When a French court ordered the Aga Khan to pay £50 million to his second wife, it was generally thought the racehorse billionaire and jet-setting spiritual leader had got off lightly.
Yet the 75-year old Prince Karim, the fourth Aga Khan, has posted a last-minute challenge to September's ruling, prompting lawyers for his estranged wife to accuse him of cutting and running.
The head of the 12 million-strong Ismaeli Muslim community is a British citizen and Swiss taxpayer but lives in France where the former Princess Gabriele zu Leiningen - sued for divorce.
While the settlement set a new French record it paled compared to the Aga Khan's estimated £8 billion personal fortune. It was also far short of the 200 million euros (£166 million) his 48-year old German-born former pop singer wife, now known as the Begum Inaara Aga Khan, had asked for when the pair split in 2004.
But he has now decided to take his case to France's highest court, the Cour de Cassation, which will delay any divorce for at least a year, possibly up to seven.
The unheralded move has sparked intrigue among European high society. The Aga Khan was widely believed to be preparing to marry Beatrice von der Schulenburg. the divorced wife of City recruitment company head Jeffrey von der Schulenburg.
The mother of four and has been close to the Aga Khan for five years.
Instead his second wife who lived in Ascot with their 11-year old son, Prince Aly, until a recent move to Switzerland, retains her titles as Her Highness the Begum Aga Khan.
A lawyer acting for his second wife told Le Figaro, he was concerned the Aga Khan might even leave France altogether and move into Bell Island, a private island in the Bahamas he recently bought and where building work is underway.
"One day, it will no doubt not be easy to obtain the settlement," the lawyer told the newspaper.
September's settlement followed a break-up almost a decade ago, following claims by Begum Inaara that her husband was seeing an air hostess.
Papers filed in the French court revealed that relationship between the Aga Khan and his wife had "irretrievably broken down" within a couple of years of their society wedding on the Aga Khan's estate at Aiglemont, north of Paris, in 1998.
The court ruled that the Begum should receive 60 million euros on the grounds that the couple had a secure relationship for at least two years.
It overturned a lower court award of just £10 million, finding the Aga Khan exclusively at fault for adultery.

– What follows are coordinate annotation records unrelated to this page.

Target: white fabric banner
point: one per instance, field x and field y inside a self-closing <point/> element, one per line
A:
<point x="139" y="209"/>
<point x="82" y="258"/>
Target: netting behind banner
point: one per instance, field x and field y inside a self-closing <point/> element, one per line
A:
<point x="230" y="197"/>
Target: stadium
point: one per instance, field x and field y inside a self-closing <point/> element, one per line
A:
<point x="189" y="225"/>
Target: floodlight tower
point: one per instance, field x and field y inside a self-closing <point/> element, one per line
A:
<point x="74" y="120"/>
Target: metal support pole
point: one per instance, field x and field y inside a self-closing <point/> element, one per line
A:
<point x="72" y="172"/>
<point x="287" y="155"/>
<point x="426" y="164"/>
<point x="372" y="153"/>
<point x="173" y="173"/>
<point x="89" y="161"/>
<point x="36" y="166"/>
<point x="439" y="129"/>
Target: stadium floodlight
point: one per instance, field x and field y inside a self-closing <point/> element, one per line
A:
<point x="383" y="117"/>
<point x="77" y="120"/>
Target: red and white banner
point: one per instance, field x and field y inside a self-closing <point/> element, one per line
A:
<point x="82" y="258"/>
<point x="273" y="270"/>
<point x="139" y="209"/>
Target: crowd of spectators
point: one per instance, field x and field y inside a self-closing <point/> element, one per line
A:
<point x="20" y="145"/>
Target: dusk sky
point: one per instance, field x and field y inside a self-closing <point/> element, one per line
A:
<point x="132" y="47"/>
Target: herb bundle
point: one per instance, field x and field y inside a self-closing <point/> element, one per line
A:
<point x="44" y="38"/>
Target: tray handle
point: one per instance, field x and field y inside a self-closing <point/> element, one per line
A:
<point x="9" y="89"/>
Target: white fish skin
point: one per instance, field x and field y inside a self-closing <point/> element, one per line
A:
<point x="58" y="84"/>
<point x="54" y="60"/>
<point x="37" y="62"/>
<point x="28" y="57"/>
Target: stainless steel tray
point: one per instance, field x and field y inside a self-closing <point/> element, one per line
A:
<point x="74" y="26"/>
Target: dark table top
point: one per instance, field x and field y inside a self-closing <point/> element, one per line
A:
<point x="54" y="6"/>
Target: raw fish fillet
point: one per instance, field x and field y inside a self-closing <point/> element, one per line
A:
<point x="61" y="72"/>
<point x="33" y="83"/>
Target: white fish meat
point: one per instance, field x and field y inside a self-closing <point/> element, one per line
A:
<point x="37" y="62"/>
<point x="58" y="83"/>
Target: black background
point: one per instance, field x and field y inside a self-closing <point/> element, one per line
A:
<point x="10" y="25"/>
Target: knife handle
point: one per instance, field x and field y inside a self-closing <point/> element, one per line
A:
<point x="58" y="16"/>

He had argued that she had treated her commitments as wife of a spiritual leader with a "guilty lightness", for instance appearing in public in India with a red mark on her forehead – a Hindu sign seen as a provocation to his Muslim followers.
The court papers stated his wife hired a private detective to track his movements with the air hostess. Lawyers for his second spouse also cited his liaison with Miss Schulenburg.
The revelations were an embarrassment for the Aga Khan, whose Ismaeli followers donate significant sums to him and worship him as the"bringer of light'".
Lawyers for the Aga Khan did not return calls.
The Cour de Cassation must now decide whether the latest ruling was legally watertight, failing which it could order a new appeals trial, further dragging out the process.
"He's taking a risk: if anything were to happen to him, she remains his wife," said a source close to the case.